Urban emissions of N2O and CH4 estimated from airborne active AirCore observations

Urban emissions of N₂O and CH₄ may be an important part of their total anthropogenic emissions. In this study, we aimed to independently estimate the fluxes based on direct observations focusing on two urban regions. We developed a new active AirCore (~6 L) system that is able to continuously collect air samples aboard aircraft. The sampling can last 2.5 hours with a typical flow rate of 40 mL/min, and the spatial resolution dependent on diffusion in the tubing as well is ~ 1800 m with a typical flight speed of 40 m/s. Several flights were conducted with the new active AirCore aboard a SkyArrow aircraft over the Groningen and Utrecht regions in 2020 and 2021. During a few of those flights, both the active AirCore and a commercially available LICOR-7810 analyzer for high precision CH₄ were flown together. The in situ LICOR CH₄ measurements were used to optimize the AirCore retrieval algorithm. The optimized AirCore CH₄ showed a high agreement with the in situ LICOR CH₄ measurements (R2 = 0.9998). Furthermore, a mass balance approach was utilized to derive CH₄ fluxes.
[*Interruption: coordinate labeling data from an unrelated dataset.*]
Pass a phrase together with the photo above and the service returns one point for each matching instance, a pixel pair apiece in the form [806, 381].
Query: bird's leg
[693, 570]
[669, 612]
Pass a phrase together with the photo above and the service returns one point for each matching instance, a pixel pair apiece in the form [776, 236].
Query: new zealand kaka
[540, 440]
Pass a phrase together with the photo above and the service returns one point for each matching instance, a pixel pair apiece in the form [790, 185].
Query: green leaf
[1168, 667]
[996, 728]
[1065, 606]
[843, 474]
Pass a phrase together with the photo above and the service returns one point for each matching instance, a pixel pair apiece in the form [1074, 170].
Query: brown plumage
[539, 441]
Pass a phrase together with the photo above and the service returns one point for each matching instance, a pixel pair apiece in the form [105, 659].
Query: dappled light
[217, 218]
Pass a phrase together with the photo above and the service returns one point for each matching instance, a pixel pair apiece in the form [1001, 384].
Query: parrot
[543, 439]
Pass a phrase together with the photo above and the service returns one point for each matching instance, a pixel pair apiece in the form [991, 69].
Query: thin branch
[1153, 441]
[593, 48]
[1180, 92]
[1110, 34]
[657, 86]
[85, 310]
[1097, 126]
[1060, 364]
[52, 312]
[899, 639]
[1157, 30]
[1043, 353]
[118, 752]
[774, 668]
The preliminary results show that the estimated CH₄ emission rate from three flights over the Groningen region is 41±28 mol/s, much higher than the yearly average emission rate (3.3 mol/s) from the EDGARv6.0 inventory in 2018, and we localize one potential source to be southwest outside the Groningen city. The CH₄ estimated emission rate from one flight over the Utrecht region is 30 mol/s, also higher than the EDGARv6.0 mean value 2.2 mol/s.  Since the N₂O signals are weak, we will explore whether it will be feasible to estimate the N₂O emission rates based on these flights.